Data Sharing Agreement
I’ve been lucky to work beside Alex Leigh with a number of clients over the past few years and love working with him as our skills sets are complimentary. Recently I’ve received a lot of questions on Data Sharing Agreements and I thought that Alex would be the best person to shed some light on this topic. This is what he had to say:
What are data sharing agreements and where do they fit in a Data Governance framework? On first analysis, it’s not obvious that they do! However, they are relevant when we consider the scope of that framework.
The production, manipulation and use of data outside of our organisations are often forgotten when considering data quality. We focus on internal ingress points which are mostly controlled through our own stewards and producers.
This can be a dangerous assumption as external data is far more common than we might think. It fits into two distinct areas:
– Additional data sets. These are often paid-for datasets which augment or enrich what an organisation internally holds.
– Collaborative data sets. These are mostly found in areas of shared working with other organisations. Research data is the most common of these.
A data sharing agreement (DSA) can be thought of as a data ‘passport’ assuring the quality and integrity of the flow between external and internal organisations.
This all sounds promising until we realise there is no standard data sharing agreement. This isn’t surprising when you consider the breadth of any such document. It may have a very narrow focus on data quality or a wider one including security, frequency, single or two-way flow etc. So we can see a DSA must be aligned with the business value of the data being shared.
Regardless of the breadth, any successful DSA must include:
– Quality rules and tolerances. This covers off exactly what data we are sharing, what quality expectations (both schema and business rules) are we ‘signing up’ too and how that quality is being jointly measured.
– Accountability. The bedrock of any DSA! Who is accountable for the data and at what point – if any – does this change from the external to the internal organisation.
– Breach protocols. How is that accountability used in an operational environment when the quality rules are breached?
To meet these three criteria, any DSA needs an agreed measurement and management approach. Without this, it is nothing more than a worthless paper exercise.
Now we’ve established that creating and managing a DSA is an important consideration in any Data Governance framework, where do we start? We recommend two approaches; firstly see what is being used at the moment in your organisation. It may not be fit for purpose, but it will be a basis to build on.
Secondly, consider talking to your Data Protection Officer. While the DPO will be focused primarily on Data Privacy Impact Assessments, they will have experience of working with external organisations and their guidance will certainly support you in developing new DSA’s.
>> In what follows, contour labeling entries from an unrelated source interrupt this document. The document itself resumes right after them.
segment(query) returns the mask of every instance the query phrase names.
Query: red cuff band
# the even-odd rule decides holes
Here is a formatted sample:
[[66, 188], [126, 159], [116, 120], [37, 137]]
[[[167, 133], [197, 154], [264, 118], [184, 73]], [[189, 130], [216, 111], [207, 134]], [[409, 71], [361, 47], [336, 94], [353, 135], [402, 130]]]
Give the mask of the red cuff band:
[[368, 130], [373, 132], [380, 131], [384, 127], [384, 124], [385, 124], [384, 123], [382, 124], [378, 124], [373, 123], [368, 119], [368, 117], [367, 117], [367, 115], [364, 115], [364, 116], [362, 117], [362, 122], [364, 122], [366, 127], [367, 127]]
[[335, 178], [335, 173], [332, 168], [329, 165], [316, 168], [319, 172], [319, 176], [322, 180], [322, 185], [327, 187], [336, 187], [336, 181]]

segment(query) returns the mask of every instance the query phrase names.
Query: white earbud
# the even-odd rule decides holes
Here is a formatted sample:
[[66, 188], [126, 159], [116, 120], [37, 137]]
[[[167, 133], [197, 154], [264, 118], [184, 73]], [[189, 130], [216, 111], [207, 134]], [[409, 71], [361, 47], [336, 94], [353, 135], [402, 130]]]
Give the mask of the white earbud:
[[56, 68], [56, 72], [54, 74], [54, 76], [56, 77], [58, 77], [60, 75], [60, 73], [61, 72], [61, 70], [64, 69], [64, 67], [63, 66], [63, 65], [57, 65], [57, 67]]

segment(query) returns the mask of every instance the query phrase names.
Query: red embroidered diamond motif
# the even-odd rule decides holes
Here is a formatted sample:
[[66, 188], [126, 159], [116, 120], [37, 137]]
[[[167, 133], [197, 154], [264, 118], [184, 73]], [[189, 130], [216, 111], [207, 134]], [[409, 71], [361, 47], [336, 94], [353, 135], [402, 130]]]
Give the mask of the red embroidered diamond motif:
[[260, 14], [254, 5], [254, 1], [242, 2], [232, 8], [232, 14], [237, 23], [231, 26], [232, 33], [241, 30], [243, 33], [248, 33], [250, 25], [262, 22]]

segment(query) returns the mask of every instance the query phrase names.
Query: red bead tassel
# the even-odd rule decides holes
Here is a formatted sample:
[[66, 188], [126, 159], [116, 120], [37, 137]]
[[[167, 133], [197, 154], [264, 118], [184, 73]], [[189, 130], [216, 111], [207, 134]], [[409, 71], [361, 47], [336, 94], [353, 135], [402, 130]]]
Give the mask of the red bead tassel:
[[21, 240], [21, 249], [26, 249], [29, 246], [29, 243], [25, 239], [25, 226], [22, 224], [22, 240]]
You may even be able to integrate the quality and associated criteria into existing documents and processes. This is an excellent example of where Data Governance can be in support of organisational capability. And that can only be a good thing!
In summary, a DSA is not a ‘quick thing’. It needs careful consideration both in terms of development and how it will operate in practice. Done properly though it will extend your Data Governance framework outside of your organisation potentially saving much time and frustration.